A violinist friend in the City of Birmingham Symphony Orchestra used to talk about an orchestra’s ‘muscle memory’; a collective instinct that transmits itself, unspoken and unconscious, among the members of the ensemble. The occasion was a return visit from Sir Simon Rattle, a good decade and a half after he’d left Birmingham. At that point, perhaps only one third of the musicians had been present when Rattle last conducted this particular work. No matter. ‘You know how we play this,’ said Rattle, and sure enough they did, slipping as one into the exact articulation and dynamics that Rattle had instilled all those years ago. As with the human body, cells are replaced, but the individual remains the same.

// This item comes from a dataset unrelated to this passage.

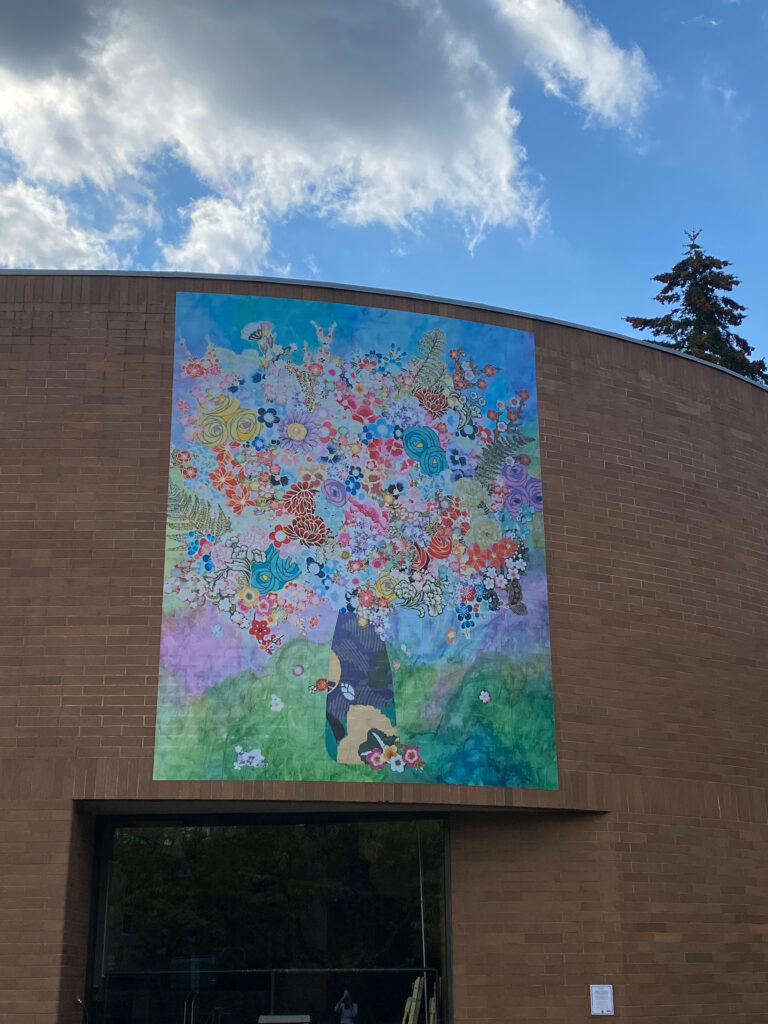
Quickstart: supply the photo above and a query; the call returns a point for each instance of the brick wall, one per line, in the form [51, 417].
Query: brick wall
[655, 480]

The most articulate, consistently beautiful orchestral-playing in the UK is found in Manchester
So when Sir Mark Elder steps down as music director of the Hallé Orchestra next summer, to be succeeded by Kahchun Wong, it might not be the end of the story. We might still, on occasion, get to hear Elder and his orchestra responding to each other as naturally as they did in Manchester last week. I’ve written before about the effortlessness (like a couple finishing each other’s sentences) that comes when a conductor and orchestra have lived with each other for a very long time indeed. Twenty-four years is an epic tenure these days and the players, by all accounts, are more than ready for a change. But you can also bet that within 18 months they’ll be reminiscing during the morning tea break about what a legend Elder was; and how well he understood them.
And they’ll be dead right. It’s the little things: the opening phrase of Brahms’s Fourth Symphony, for example. It’s just four notes, grouped in two pairs, falling then rising. Brahms marks them to be played at a uniform piano but a string player’s instinct would be to insert a discreet crescendo as the phrase rises.